A practical protocol:

1. Define the treatment duration at initiation (typically 2 to 4 years for young adults with secondary osteoporosis)
2. Reassess bone density and fracture risk every 12 months
3. Schedule zoledronic acid 5 mg IV at month 6 after the final denosumab dose
4. Check serum CTX 3 months after zoledronic acid; if CTX remains above the premenopausal mean, consider a second dose of zoledronic acid at 12 months
5. Repeat DXA 12 months after transition to confirm BMD stability

For women planning pregnancy, the timeline becomes more constrained. Denosumab should be stopped at least 7 months before conception (5 months for drug clearance plus a 2-month buffer), with bisphosphonate bridging initiated at 6 months post-last-dose. Pregnancy should not be attempted until bone turnover markers have normalized.

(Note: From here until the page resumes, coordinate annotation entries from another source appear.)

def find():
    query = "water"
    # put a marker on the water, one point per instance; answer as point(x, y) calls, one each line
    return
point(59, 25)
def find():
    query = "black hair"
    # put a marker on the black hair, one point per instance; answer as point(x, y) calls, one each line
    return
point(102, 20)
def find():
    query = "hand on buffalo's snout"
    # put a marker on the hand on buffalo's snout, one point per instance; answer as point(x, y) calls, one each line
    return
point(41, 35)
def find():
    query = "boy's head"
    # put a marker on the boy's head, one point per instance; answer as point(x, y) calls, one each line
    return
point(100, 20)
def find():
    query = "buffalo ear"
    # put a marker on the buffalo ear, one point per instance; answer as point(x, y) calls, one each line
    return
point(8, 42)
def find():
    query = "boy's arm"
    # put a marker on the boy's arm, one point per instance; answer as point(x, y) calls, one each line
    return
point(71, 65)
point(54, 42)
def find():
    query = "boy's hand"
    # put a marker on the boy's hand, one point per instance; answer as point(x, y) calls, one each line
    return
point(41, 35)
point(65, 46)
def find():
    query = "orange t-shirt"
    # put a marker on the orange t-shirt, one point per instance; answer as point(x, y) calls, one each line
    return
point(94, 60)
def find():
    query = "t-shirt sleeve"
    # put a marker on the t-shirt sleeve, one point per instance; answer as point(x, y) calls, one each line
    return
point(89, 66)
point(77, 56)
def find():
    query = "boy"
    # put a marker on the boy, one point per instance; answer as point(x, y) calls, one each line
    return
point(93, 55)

Monitoring and Lab Work During Treatment

Young adults on denosumab need tighter monitoring than older patients because the risk-benefit calculus is less certain and the consequences of complications extend over a longer life horizon.

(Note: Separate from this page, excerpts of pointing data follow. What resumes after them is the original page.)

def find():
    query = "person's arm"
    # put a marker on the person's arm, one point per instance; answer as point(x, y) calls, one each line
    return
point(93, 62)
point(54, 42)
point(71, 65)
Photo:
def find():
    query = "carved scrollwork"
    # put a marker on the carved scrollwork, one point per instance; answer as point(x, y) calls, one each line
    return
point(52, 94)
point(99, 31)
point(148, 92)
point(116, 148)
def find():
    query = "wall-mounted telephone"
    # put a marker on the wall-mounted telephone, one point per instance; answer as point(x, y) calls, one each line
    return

Baseline labs before the first injection should include serum calcium, 25-hydroxyvitamin D, creatinine, phosphorus, and bone turnover markers (CTX and P1NP). Vitamin D levels should be above 30 ng/mL; the Endocrine Society guideline recommends repleting with 50 to 000 IU ergocalciferol weekly for 8 weeks if levels fall below 20 ng/mL, followed by maintenance dosing of 1,500 to 2 to 000 IU daily [10].

During treatment, check calcium and vitamin D at each 6-month dosing visit. Obtain DXA scans at baseline, 12 months, and then every 1 to 2 years. Monitor CTX annually to confirm suppression. If a dose is delayed by more than 4 weeks, check CTX before the late injection; a sharp rise suggests the rebound process has already begun, and the dosing schedule needs immediate correction.

Dental evaluations merit special attention. Although ONJ risk is low with the Prolia dose (60 mg every 6 months, far below the oncology dose of 120 mg monthly used with Xgeva), young adults undergoing orthodontic work or wisdom tooth extraction should inform their treating dentist and coordinate timing with their injection schedule [4].